New Jersey Gov. Phil Murphy and New York Gov. Kathy Hochul jointly announced Thursday a request for a proposal to reimagine and redesign the station that is known for chaos and delays.
“Today we are focusing on the physical, and I believe it will be a spiritual, transformation of Penn Station itself,” said Hochul, who was joined by Murphy, New York City Mayor Eric Adams, Metropolitan Transportation Authority President Janno Lieber, NJ Transit President Kevin Corbett and Amtrak board Chair Tony Coscia.
Proposals are due July 28, and Hochul said a winning design and engineering firm will be selected in the late summer or early fall.
“All of our residents, whether they be daily commuters, occasional visitors, and regardless of which direction they are traveling, deserve a Penn Station that is inviting and comfortable,” Murphy said. “They deserve better than the continually cramped and constantly muggy halls and claustrophobic, low-slung ceilings; they deserve better than the current maze of walkways that deserve their own page on Google Maps.”
NJ Transit, Amtrak and the Long Island Rail Road share the tracks at Penn, though many customers for Amtrak and the LIRR can now board from next door’s Moynihan Train Hall, where Thursday’s news conference was held. The tracks NJ Transit primarily uses at Penn do not run under Moynihan. Six subway lines also stop at Penn Station.
The renovation of Penn Station, estimated to cost around $7 billion, could include consolidating the concourse waiting area into one level, constructing more escalators, stairwells, elevators and entrances, and connecting Penn Station and Herald Square with a new underground pedestrian corridor.
Advocates, residents and the New York City Independent Budget Office voiced skepticism about the slew of projects with concerns about financing, overdevelopment and scant details about the transit improvements.

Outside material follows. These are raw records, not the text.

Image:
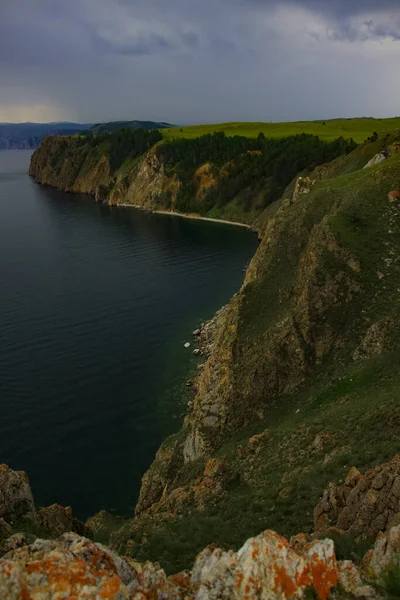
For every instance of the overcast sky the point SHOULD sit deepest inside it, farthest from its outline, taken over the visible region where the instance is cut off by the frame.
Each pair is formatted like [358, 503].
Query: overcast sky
[198, 61]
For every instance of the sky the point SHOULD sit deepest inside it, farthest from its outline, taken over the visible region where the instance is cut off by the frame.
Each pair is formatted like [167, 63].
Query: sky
[198, 61]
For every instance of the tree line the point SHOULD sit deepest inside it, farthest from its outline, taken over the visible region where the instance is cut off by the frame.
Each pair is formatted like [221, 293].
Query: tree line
[255, 169]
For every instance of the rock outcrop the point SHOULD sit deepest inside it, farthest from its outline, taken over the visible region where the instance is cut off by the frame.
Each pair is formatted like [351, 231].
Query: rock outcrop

The New Jersey contingency at Thursday’s announcement also emphasized the need to move ahead with the tunnels, or else, as Murphy said, “having a new Penn Station doesn’t mean much.” A memorandum of understanding between the two states should be announced in the coming weeks to outline how the states will pay for that $12.6 billion project.
Lieber, who heads the MTA, said there is urgency to begin construction on Penn Station’s renovations because commuter traffic will be relatively low in the coming years. Some Long Island Rail Road trains will begin stopping at Grand Central Station, as part of the long-awaited East Side Access project opening to commuters later this year. In five or six years, some Metro-north trains will stop at Penn Station.
“We must use that window when there are few legs, railroad commuters in Penn Station, to really transform it, and we’re going to do just that,” Lieber said.